By ,
Published January 13, 2015
High-potency heroin from Afghanistan is causing a surge in deadly drug overdoses in Los Angeles County, officials said, according to a report in the Los Angeles Times.
"The rise of heroin from Afghanistan is our biggest rising threat in the fight against narcotics," Orange County sheriff's spokesman Jim Amormino told the newspaper. "We are seeing more seizures and more overdoses."
According to the report, heroin-related deaths in the county have soared 75 percent in three years, from 137 in 2002 to 239 in 2005.
The Times cited a Drug Enforcement Administration report it obtained as saying that the poppy fields in Afghanistan have become the fastest-growing source of heroin in the U.S.
The heroin from Afghanistan is the purest in the world, according to the DEA's National Drug Intelligence Center.

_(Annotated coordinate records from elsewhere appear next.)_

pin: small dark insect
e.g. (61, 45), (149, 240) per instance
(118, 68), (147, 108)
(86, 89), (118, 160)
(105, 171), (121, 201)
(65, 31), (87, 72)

According to the DEA report, Afghan heroin dominated the U.S. market from 1980 through 1985, with a 47% to 54% share, but that dropped to 6% for much of the 1990s, as the Taliban cracked down on poppy production.
Since the overthrow of the Taliban government in 2001, Afghans have returned to growing poppies.
According to the DEA report, opium production accounted for more than one-third of Afghanistan's gross domestic product and 90% of the world's supply of illicit opium, the Times reported.